La corte ha aggiunto che mentre gli organi di governo dovrebbero prendere in considerazione l'interesse pubblico e il ruolo dell'individuo nella vita pubblica conto quando si prende una decisione, "i diritti [alla privacy] dell'interessato... prevalgono, come regola generale, sull'interesse di Internet utenti”.

La decisione è stata criticata dall'Open Rights Group (ORG), che ha affermato che la mossa potrebbe limitare l'accesso a contenuti già di pubblico dominio.

Javier Ruiz, direttore delle politiche dell'ORG ha dichiarato: “Se i motori di ricerca sono costretti a rimuovere i collegamenti legittimi contenuto che è già di dominio pubblico ma non il contenuto stesso, potrebbe portare online censura."

"Questo caso ha importanti implicazioni per tutti i tipi di intermediari Internet, non solo per i motori di ricerca", ha affermato.

L'organizzazione ha anche espresso preoccupazione per il fatto che la sentenza vada contro il parere espresso a giugno dall'avvocato generale europeo Niilo Jääskinen, che ha affermato che i motori di ricerca non sono responsabili dei dati personali visualizzati su siti di terze parti.
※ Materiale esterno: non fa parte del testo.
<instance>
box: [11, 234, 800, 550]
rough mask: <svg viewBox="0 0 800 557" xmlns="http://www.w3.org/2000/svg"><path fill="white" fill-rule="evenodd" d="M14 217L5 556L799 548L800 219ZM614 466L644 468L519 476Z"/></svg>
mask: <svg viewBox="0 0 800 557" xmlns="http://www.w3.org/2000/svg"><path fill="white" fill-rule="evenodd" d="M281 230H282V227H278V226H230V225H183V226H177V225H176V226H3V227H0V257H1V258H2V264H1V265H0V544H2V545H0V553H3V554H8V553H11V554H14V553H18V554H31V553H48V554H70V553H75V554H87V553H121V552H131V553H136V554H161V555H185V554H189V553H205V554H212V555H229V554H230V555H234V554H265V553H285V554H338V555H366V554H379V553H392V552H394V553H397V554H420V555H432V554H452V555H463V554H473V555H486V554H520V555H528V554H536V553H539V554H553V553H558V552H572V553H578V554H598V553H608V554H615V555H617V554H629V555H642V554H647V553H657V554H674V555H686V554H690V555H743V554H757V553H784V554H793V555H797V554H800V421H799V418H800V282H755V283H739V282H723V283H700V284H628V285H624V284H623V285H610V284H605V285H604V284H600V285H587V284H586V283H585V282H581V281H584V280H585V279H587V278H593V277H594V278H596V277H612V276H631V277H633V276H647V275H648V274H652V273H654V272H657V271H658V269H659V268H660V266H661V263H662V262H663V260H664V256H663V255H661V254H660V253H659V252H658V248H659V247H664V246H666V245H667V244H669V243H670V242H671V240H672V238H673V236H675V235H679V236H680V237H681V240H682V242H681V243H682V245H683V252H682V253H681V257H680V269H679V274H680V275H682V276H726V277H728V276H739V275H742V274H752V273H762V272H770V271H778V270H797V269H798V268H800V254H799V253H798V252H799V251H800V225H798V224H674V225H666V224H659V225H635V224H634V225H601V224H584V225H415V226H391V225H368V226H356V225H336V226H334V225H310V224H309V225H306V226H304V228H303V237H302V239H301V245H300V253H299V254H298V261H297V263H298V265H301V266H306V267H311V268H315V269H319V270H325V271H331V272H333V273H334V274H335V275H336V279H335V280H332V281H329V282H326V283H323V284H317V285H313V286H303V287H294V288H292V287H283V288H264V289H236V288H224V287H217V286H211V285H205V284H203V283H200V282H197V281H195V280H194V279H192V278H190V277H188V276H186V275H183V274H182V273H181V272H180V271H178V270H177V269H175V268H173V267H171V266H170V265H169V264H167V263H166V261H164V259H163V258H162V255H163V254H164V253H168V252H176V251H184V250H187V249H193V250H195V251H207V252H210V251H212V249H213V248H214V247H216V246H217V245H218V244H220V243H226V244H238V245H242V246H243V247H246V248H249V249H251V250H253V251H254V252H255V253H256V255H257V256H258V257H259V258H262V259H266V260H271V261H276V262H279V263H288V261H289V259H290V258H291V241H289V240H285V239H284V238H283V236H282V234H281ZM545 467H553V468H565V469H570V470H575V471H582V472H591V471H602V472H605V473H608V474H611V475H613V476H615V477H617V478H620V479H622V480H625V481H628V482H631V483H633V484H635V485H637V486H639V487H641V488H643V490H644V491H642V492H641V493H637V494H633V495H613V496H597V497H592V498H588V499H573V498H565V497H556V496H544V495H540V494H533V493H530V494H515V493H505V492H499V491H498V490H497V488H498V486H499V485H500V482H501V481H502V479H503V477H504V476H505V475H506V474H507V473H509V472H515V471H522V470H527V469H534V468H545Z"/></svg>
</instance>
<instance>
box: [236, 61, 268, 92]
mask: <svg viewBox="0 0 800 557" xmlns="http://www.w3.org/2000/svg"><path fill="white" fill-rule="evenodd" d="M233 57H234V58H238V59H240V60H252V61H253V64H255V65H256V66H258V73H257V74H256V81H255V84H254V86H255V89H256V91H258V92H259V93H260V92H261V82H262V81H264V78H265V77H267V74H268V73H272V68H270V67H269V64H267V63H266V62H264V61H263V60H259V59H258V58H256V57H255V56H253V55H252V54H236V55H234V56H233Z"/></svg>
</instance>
Lo ha detto Anderw Rose, principale analista in sicurezza e rischio di Forrester PC professionista: “È in qualche modo ingiusto attribuire la colpa e il carico di lavoro interamente ai fornitori dei motori di ricerca. Sono il canale per i repository di dati e possono memorizzare nella cache i dati, ma raramente sono l'originatore.

“La legge dell'UE deve concentrarsi sulla rimozione dei dati originali e quindi sulla sovrapposizione delle responsabilità del motore di ricerca per cancellare le cache. Per usare un'analogia, al momento, questo sembra rendere la compagnia aerea responsabile di dogane e dazi, e non è così che dovrebbe funzionare", ha aggiunto.